Luis Villa luis at tieguy.org
Mon Jan 7 19:31:48 UTC 2008


On Jan 7, 2008 2:11 PM, Bill Nottingham <notting at redhat.com> wrote:
> John Poelstra (poelstra at redhat.com) said:
> > Okay, maybe that is too "corporate speak" :)
> >
> > Up until now the rationale I've seen has mostly been "we should do this
> > because Fedora should do all of its own stuff" or "if we had a separate
> > instance everything would be better".  So far I haven't found any of these
> > arguments to be compelling enough in the face of the disruption it would
> > cause to Fedora and Red Hat.
> >
> > Would we be creating more new problems than we are solving?
>
> Benefits:
>
> - ease of incorporating new upstream versions
> - with those versions, easier to move bugs and link them to other
>   upstream bug trackers
> - able to wipe out old bugs

RH bugzilla needs to do all these things too, even if RHEL Engineering
doesn't realize it yet. I'd suggest that convincing RH of this,
instead of just breaking away, is one of those ways that Fedora can
help ensure (or ideally increase) RH's continued investment in Fedora.
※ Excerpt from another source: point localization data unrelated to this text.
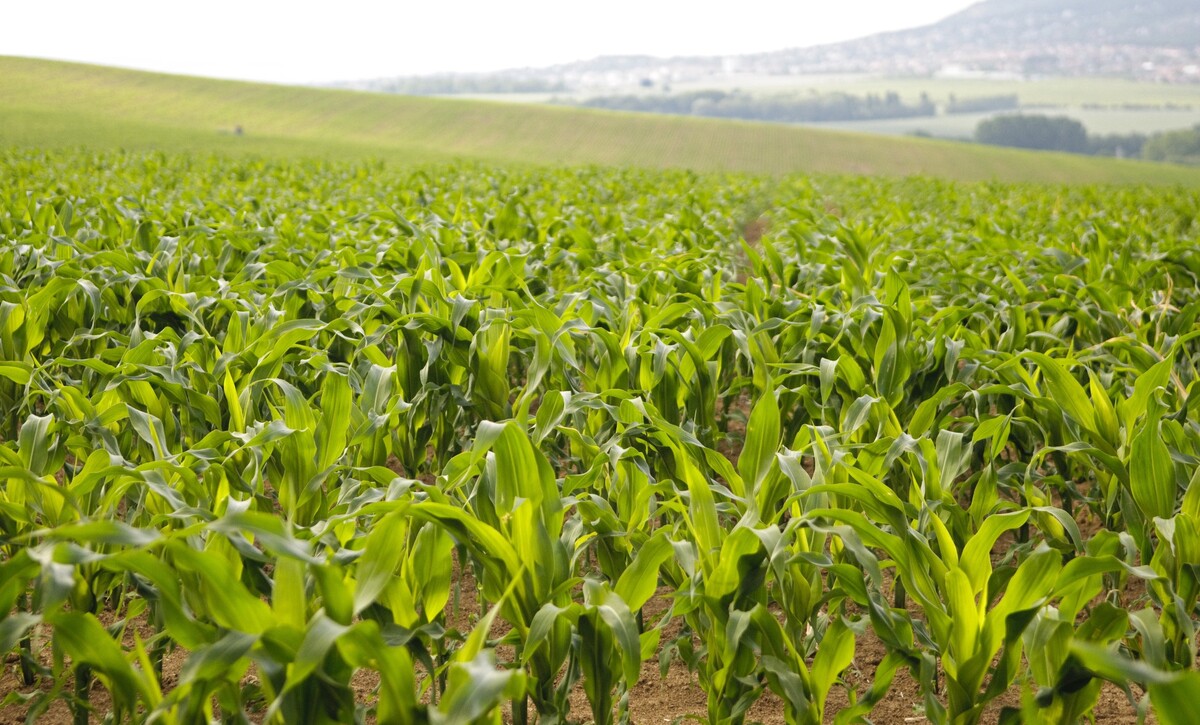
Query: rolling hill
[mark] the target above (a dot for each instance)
(54, 105)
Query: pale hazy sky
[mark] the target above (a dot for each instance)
(346, 40)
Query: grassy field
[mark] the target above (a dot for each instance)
(58, 105)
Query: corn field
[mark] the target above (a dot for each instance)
(288, 421)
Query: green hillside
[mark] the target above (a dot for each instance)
(54, 105)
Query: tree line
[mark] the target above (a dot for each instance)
(1062, 133)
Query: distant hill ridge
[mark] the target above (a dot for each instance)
(1147, 40)
(48, 105)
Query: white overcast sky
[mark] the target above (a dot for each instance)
(346, 40)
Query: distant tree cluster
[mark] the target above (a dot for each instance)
(780, 107)
(1061, 133)
(1041, 132)
(982, 103)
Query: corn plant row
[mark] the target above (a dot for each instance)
(487, 437)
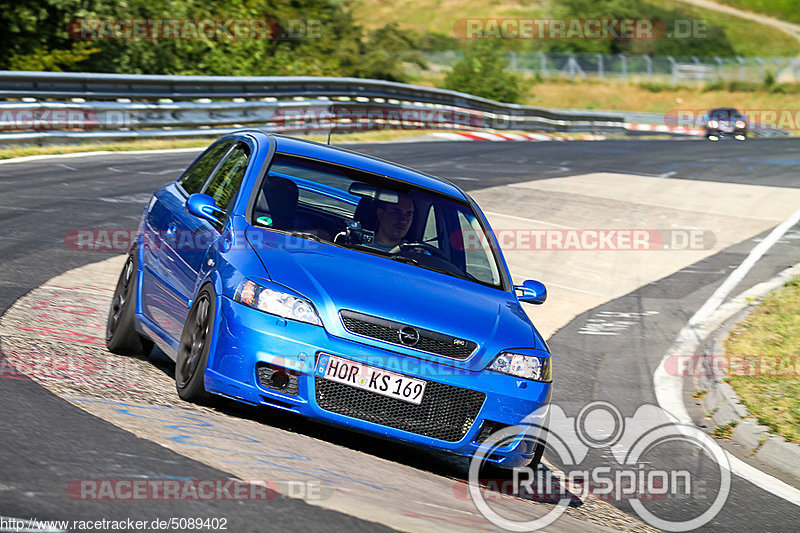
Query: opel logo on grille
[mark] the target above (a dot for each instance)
(408, 336)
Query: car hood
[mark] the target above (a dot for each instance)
(336, 278)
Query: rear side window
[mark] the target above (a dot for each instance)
(226, 182)
(193, 179)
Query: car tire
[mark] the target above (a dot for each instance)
(190, 364)
(121, 335)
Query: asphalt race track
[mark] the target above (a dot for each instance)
(47, 442)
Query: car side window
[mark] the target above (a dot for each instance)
(431, 234)
(226, 182)
(475, 246)
(196, 176)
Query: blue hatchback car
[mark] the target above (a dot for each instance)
(285, 273)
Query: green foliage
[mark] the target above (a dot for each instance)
(769, 79)
(781, 9)
(482, 72)
(714, 42)
(34, 34)
(743, 86)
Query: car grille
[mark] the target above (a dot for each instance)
(446, 412)
(389, 331)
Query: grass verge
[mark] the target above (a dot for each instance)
(769, 341)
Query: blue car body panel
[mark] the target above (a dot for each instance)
(333, 278)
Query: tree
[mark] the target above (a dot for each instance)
(482, 72)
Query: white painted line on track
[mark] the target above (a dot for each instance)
(45, 157)
(669, 389)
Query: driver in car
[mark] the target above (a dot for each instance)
(394, 221)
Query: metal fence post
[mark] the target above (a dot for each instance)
(674, 73)
(719, 68)
(624, 61)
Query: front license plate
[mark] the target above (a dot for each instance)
(370, 378)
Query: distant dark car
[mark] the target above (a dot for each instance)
(726, 122)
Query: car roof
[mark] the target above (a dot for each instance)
(344, 157)
(729, 110)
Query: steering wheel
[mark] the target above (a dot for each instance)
(423, 247)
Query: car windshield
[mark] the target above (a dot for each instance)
(725, 114)
(374, 214)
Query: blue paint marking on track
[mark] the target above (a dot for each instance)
(187, 427)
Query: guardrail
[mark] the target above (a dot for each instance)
(113, 106)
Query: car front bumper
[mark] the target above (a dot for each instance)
(246, 340)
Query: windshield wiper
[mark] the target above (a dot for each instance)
(407, 260)
(306, 235)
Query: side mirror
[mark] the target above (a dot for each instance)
(531, 292)
(203, 206)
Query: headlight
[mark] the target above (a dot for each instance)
(276, 302)
(523, 366)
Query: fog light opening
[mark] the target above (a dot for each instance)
(279, 379)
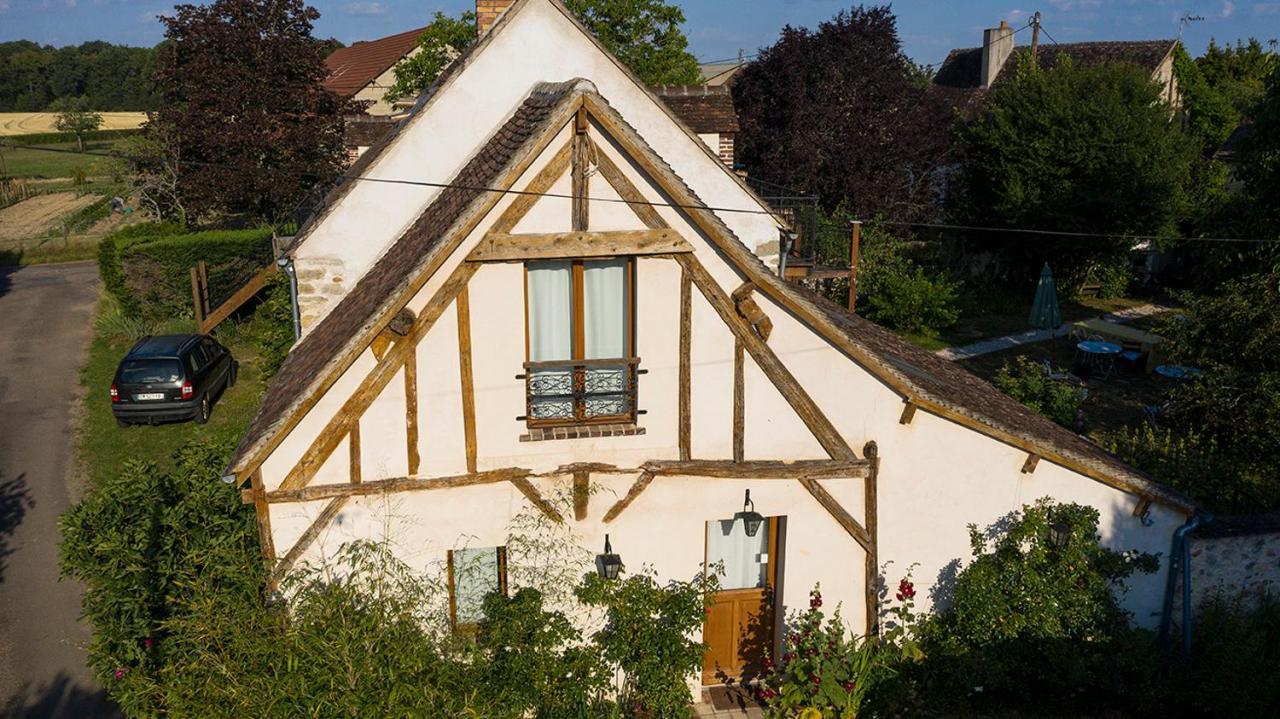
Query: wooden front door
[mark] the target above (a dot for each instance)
(739, 627)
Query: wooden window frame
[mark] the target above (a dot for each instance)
(452, 590)
(577, 285)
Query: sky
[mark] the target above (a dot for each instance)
(717, 28)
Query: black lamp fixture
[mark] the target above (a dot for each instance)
(1057, 535)
(608, 564)
(752, 520)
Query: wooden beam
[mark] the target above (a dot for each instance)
(542, 182)
(581, 164)
(327, 440)
(325, 517)
(773, 369)
(871, 502)
(469, 394)
(1029, 466)
(411, 411)
(581, 493)
(760, 470)
(739, 408)
(636, 488)
(394, 485)
(355, 472)
(686, 328)
(839, 513)
(263, 516)
(530, 491)
(627, 191)
(908, 413)
(506, 247)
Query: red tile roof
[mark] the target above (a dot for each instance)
(353, 68)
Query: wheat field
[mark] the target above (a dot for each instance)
(28, 123)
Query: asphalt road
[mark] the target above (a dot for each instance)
(45, 326)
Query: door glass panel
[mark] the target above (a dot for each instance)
(604, 325)
(551, 338)
(745, 559)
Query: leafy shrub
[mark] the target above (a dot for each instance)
(823, 671)
(158, 271)
(647, 635)
(1184, 459)
(1024, 380)
(1033, 621)
(900, 294)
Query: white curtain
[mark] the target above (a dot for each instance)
(745, 558)
(551, 311)
(604, 315)
(475, 576)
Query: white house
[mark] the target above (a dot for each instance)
(544, 284)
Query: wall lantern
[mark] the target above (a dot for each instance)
(608, 564)
(1057, 535)
(752, 520)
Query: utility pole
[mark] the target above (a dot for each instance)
(853, 262)
(1036, 41)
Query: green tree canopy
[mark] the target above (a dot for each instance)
(1072, 149)
(644, 35)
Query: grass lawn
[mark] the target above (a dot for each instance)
(104, 447)
(1112, 403)
(22, 161)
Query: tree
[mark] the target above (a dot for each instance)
(74, 117)
(840, 111)
(443, 40)
(245, 108)
(1072, 149)
(643, 33)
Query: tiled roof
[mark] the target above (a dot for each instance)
(963, 67)
(302, 370)
(702, 108)
(353, 68)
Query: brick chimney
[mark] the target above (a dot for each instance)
(488, 13)
(997, 45)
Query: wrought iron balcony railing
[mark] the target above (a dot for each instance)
(575, 392)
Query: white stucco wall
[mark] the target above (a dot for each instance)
(536, 44)
(936, 476)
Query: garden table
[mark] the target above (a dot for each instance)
(1100, 356)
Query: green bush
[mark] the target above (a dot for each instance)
(158, 271)
(823, 669)
(1036, 619)
(897, 293)
(1024, 380)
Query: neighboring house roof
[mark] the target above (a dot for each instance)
(704, 109)
(938, 385)
(351, 69)
(963, 67)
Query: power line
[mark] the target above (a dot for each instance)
(684, 206)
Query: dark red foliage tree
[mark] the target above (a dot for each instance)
(243, 113)
(841, 113)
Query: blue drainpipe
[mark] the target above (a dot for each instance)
(1180, 558)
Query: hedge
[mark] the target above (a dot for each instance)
(147, 268)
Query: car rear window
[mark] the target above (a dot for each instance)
(150, 371)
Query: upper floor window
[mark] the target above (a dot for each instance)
(580, 340)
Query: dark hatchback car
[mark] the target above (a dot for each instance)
(170, 378)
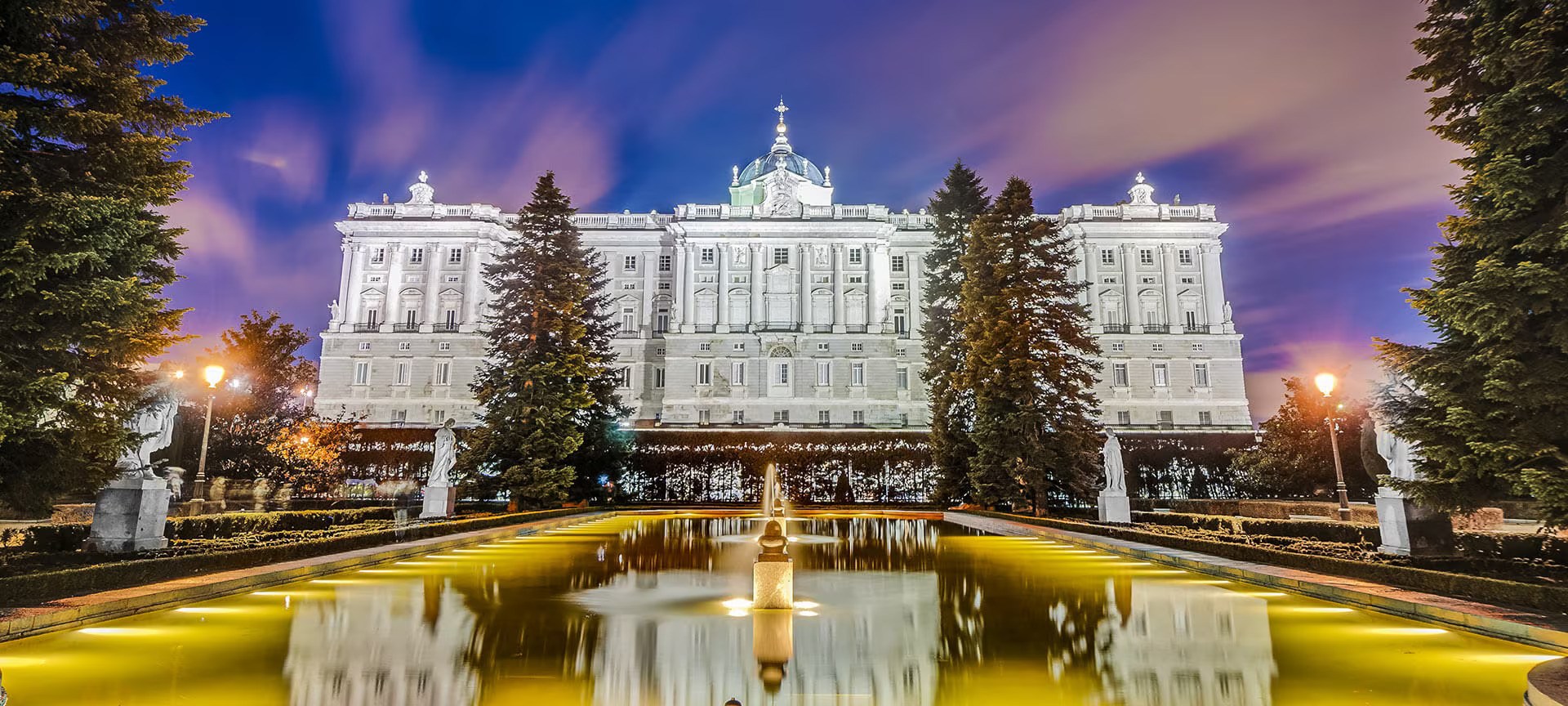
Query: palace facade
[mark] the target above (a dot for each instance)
(775, 308)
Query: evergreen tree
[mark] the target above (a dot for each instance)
(87, 146)
(1295, 458)
(548, 360)
(954, 208)
(1491, 392)
(1027, 358)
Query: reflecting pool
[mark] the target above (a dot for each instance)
(640, 610)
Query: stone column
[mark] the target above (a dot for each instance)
(431, 286)
(394, 288)
(758, 289)
(678, 288)
(1214, 288)
(722, 315)
(804, 289)
(838, 288)
(353, 286)
(1129, 284)
(879, 275)
(472, 289)
(1172, 303)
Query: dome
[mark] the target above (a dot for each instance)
(792, 162)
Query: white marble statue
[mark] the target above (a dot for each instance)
(446, 455)
(1116, 472)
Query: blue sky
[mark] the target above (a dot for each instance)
(1293, 115)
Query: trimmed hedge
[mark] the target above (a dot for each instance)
(30, 588)
(1539, 597)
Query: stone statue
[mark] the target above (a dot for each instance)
(1116, 472)
(446, 455)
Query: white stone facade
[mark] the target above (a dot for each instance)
(780, 306)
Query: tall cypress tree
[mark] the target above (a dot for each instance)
(954, 208)
(537, 385)
(1027, 356)
(87, 146)
(1491, 392)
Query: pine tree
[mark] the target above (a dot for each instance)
(1491, 392)
(1027, 358)
(87, 146)
(954, 208)
(545, 361)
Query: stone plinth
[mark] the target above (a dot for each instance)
(1116, 507)
(773, 586)
(129, 516)
(441, 501)
(1407, 528)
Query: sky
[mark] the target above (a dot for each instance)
(1294, 117)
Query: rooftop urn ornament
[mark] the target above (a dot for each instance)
(1142, 194)
(422, 192)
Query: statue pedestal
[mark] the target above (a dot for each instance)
(129, 516)
(1116, 507)
(773, 586)
(441, 501)
(1407, 528)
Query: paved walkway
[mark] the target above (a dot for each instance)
(1532, 628)
(73, 612)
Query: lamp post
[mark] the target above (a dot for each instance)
(214, 375)
(1325, 383)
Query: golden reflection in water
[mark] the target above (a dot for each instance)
(640, 610)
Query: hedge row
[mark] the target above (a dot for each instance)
(1539, 597)
(30, 588)
(69, 537)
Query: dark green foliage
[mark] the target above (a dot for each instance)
(83, 256)
(1027, 358)
(548, 383)
(1295, 457)
(954, 208)
(1491, 392)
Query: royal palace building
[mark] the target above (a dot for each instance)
(775, 308)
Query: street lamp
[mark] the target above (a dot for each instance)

> - removal of various non-upstream 'features' that RH uses that Fedora
>   doesn't need

I agree that it would be hard to get this without splitting, and that
Bugzilla is cluttered enough as-is, but given the other benefits of
staying upstream, I'd suggest that greasemonkey or a server-side
'fedora view' which hide these extra features are better ways to solve
this.

> Demerits:
>
> - RH developers no longer have one-stop shopping
> - would need RH changes to support moving bugs to RH bugzilla
> - would need to run our own instance

- RHEL should view Fedora as an integral part of the RHEL development
and QA process. Fedora should be doing everything it can to encourage
that belief, so that more RHEL QA happens in Fedora, rather than in
RHEL. Going in the opposite direction by making this harder is cutting
off your nose to spite your face.

> - would wipe out old bugs

Wiping out old bugs is a good thing; on balance, unless you have
*bazillions* of testers, most old bugs cost more time to regularly
test/recheck/update/etc. than they are worth.